Council’s new duty of care – Part 1

On 11 October 2012 the Supreme Court held that council owe a new duty of care. It has come about from the litigation about the Spencer on Byron development, which is leaky. The court by a 4-1 majority has held that the Court of Appeal was wrong to allow the strike out of the claim against council. What this means is that the court recognises that council do owe a duty of care to commercial owners of property for defective building work. Previously the law meant only residential owners could sue. This had created some rather odd distinctions in mixed use apartment buildings.

Here the building is principally a hotel, with 6 penthouse apartments. Council’s duty was to take reasonable care that buildings were constructed in accordance with the building code. The body corporate and owners now need to prove that the duty of care has been breached by council and that they should be entitled to damages as a result of that breach. That will be where the debate now turns.

What this means is that councils face potentially bigger contingent liabilities. Perhaps bigger fees and bigger rates at Auckland Council as a result and certainly very careful checking of applications for building consent, inspections and signing off on code compliance certificates. In commercial projects Council have tended to rely more on the appointed professional team. This might change now with more scrutiny being applied. It is also possible that those who design and construct commercial buildings will now also owe a duty of care to the ultimate owners, whether the property is residential or commercial.
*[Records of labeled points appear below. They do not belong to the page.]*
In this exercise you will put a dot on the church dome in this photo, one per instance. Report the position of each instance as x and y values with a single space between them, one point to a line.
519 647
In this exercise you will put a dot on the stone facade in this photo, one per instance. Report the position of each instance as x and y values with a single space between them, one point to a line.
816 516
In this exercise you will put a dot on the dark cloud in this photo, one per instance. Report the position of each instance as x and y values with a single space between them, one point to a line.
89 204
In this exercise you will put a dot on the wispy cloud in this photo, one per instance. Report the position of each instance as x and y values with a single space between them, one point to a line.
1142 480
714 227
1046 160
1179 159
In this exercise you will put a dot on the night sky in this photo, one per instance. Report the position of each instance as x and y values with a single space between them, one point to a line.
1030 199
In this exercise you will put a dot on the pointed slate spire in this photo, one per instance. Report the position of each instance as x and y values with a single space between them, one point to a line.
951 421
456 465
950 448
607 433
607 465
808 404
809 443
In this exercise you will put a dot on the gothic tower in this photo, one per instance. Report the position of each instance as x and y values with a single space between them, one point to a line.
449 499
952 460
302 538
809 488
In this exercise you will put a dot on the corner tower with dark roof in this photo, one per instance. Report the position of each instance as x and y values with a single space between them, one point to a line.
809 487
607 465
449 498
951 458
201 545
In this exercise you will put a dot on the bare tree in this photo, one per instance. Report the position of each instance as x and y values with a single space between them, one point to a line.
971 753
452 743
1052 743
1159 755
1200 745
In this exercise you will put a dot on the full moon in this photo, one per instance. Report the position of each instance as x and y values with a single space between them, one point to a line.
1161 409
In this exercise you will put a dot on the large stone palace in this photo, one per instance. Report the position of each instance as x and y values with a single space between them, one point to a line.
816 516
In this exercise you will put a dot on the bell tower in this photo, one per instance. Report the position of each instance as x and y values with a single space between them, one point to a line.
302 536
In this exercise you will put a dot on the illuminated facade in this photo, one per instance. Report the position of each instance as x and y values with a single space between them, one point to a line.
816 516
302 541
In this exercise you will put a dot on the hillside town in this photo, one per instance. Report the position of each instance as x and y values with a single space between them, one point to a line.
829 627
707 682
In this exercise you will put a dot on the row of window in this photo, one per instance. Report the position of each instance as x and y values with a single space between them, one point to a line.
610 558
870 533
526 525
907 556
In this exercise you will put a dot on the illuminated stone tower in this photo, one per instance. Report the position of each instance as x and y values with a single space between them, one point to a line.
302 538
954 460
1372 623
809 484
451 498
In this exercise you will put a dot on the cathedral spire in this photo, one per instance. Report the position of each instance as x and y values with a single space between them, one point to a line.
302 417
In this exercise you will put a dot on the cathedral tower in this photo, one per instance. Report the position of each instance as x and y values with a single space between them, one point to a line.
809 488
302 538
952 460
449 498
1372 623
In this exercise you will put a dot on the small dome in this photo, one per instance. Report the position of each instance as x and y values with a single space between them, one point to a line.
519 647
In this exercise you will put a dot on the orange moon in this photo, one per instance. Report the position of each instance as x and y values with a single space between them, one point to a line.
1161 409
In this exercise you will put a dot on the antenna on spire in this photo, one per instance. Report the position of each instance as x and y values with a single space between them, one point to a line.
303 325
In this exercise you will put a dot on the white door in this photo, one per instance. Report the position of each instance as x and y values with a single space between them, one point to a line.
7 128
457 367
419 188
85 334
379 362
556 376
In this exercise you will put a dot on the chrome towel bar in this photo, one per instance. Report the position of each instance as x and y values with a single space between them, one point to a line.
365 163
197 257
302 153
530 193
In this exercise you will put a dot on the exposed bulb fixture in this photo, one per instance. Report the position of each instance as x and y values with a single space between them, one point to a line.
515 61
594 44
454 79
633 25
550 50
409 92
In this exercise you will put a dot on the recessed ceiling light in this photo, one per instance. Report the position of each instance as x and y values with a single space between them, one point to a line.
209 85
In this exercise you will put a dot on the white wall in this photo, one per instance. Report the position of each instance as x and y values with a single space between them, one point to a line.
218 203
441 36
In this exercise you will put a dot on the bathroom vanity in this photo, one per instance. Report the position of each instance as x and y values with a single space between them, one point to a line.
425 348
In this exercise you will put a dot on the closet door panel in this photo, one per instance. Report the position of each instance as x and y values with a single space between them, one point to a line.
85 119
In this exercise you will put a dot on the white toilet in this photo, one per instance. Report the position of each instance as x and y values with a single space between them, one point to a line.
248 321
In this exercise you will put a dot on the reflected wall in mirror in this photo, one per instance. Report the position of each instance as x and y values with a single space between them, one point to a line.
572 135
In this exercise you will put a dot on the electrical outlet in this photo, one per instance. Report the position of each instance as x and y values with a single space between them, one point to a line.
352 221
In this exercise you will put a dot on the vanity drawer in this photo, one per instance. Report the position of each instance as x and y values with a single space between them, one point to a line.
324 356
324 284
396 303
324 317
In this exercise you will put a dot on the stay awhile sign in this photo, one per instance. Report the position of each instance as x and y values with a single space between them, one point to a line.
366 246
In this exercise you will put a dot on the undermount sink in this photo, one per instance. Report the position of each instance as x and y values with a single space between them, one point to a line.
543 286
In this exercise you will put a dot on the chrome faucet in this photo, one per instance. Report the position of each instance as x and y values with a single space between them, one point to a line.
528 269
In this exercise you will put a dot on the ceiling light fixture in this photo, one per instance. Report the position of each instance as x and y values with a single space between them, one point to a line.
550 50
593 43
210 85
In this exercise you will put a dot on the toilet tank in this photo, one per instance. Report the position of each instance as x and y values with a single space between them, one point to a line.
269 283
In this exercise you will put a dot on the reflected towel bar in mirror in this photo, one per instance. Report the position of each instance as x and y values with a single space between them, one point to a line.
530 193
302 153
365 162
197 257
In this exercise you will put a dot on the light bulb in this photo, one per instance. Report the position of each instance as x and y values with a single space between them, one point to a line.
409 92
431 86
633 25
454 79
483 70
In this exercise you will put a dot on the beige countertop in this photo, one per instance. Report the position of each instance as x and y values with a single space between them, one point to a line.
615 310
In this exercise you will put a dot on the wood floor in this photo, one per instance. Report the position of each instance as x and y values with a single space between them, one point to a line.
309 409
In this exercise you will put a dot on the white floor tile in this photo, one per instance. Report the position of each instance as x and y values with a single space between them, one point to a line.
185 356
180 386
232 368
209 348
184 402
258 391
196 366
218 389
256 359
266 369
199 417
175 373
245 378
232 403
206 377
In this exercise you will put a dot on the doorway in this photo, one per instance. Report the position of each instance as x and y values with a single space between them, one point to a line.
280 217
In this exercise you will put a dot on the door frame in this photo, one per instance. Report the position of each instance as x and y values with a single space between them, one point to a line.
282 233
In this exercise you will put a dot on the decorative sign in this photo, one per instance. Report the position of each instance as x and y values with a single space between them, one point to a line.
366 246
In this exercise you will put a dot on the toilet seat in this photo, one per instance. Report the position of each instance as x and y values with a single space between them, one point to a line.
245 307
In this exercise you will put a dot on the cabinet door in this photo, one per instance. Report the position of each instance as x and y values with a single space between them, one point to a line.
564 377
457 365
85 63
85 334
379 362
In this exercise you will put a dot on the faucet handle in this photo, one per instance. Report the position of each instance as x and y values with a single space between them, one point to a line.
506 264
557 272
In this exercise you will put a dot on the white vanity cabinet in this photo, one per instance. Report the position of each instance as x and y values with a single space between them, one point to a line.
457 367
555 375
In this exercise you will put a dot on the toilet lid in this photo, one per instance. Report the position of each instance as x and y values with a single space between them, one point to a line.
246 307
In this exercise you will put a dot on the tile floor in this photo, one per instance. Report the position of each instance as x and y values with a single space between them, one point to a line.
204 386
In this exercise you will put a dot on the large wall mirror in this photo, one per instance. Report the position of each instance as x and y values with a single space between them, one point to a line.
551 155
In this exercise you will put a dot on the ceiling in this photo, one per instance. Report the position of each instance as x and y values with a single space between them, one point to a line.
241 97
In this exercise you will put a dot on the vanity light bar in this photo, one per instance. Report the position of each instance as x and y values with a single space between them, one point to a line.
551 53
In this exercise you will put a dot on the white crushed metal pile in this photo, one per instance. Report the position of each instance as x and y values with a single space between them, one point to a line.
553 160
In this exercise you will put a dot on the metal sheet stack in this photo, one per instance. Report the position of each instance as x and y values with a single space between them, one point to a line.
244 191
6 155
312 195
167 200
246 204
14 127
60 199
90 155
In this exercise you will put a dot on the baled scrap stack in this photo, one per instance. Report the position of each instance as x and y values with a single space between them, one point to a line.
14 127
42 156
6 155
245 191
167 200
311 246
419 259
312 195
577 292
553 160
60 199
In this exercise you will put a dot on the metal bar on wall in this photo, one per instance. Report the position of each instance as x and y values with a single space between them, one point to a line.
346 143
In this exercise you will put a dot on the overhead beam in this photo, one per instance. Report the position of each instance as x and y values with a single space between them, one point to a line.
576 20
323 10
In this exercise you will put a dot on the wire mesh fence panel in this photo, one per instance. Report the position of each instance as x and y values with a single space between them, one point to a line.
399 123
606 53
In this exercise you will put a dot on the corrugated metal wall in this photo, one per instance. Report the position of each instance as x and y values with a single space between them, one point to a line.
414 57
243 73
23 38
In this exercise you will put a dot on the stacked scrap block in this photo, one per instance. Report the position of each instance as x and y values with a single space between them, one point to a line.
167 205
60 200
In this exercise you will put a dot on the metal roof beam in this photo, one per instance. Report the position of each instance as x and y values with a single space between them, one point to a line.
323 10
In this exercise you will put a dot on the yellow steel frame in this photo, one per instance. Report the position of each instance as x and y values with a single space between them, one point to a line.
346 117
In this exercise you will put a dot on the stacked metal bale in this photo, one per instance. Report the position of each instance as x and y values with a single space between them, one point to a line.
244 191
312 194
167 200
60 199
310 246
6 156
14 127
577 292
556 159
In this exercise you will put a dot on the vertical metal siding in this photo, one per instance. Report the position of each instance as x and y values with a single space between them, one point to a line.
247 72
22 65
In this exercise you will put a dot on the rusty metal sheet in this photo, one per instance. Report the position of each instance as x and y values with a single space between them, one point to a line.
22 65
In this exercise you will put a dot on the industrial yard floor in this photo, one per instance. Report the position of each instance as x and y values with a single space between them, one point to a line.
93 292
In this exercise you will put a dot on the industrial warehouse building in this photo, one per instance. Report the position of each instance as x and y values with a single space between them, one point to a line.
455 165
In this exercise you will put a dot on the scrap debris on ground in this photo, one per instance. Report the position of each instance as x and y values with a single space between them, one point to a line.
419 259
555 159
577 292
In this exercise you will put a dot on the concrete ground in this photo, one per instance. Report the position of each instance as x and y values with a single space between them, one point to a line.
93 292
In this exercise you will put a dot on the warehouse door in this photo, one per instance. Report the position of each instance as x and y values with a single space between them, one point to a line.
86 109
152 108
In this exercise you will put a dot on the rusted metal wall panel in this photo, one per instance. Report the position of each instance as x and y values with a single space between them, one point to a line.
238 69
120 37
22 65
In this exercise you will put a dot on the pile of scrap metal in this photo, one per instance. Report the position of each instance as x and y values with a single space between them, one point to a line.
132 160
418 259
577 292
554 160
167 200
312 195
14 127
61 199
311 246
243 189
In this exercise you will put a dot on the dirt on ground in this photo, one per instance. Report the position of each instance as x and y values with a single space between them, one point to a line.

Having said that this decision technically relates only to council’s duties under the Building Act 1991. There is a 10 year long stop on liability for defective building work so there may not be many claims out there. The relevant sections of the Building Act 1991 came to an end on 31 March 2005. So the window might be relatively small for defective building work claims that can still be made, say building work completed between late 2002 and early 2005; that is unless they are already in the legal system. No doubt those are the kind of assessments councils will currently be having to make.

Whether or not the Building Act 2004 is different and has effectively changed the scope of council’s responsibility remains to be seen too. Some of the judges noted that they would likely come to the same decision under the new Building Act.

For those of us focusing on trying to complete new development this decision may make things harder rather than easier for a time.